We tackle the $h,h-1,h-1,h-2,h-2$ by finding the number of such terms, i.e $\frac { k/2 }{8}$ and the summation of such terms is done using the summation of an Arithmetic progression.(Though only $h$ is used, instead of $2\times h$.)
This summation yields an upper bound of $O(k\times h)$ instead of $O(k+h)$.
So, where am I wrong? Any help appreciated.

 

[mfb]

Your approximation is not strong enough. In your half-tree, h occurs only once, h-1 occurs only twice, and so on.
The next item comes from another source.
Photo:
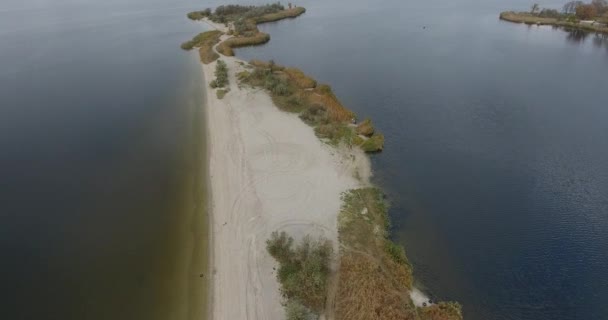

You can use this to derive a stronger bound (you can also find the precise number of steps).

Note that it is not sufficient to just consider the case where k is the whole range of the tree, O(h+k) should hold for every range in it as well.

 

[mooncrater]

Note that it is not sufficient to just consider the case where k is the whole range of the tree, O(h+k) should hold for every range in it as well.

Well, that's what I tried to do. Instead of taking the whole range of the tree, I considered a range $k$ that is less than $n$ (the total number of elements), By starting from the elements who need $h$ loop runs, in order to find their successor. And as $k$ increases, I included other elements from the left and right. This was done to find an upper bound of the summation.

Your approximation is not strong enough. In your half-tree, h occurs only once, h-1 occurs only twice, and so on. You can use this to derive a stronger bound (you can also find the precise number of steps).

But, I did count them in the second summation. Should I only count them? It's not clear to me, can you please elaborate?
Thanks for replying though. :)
Moon

 

[mfb]

I would first show that going through the full tree is O(k+h), then showing that going through more than half of the whole tree is O(k+h), then show that you can split every other sequence into those cases plus O(k+h) steps overhead.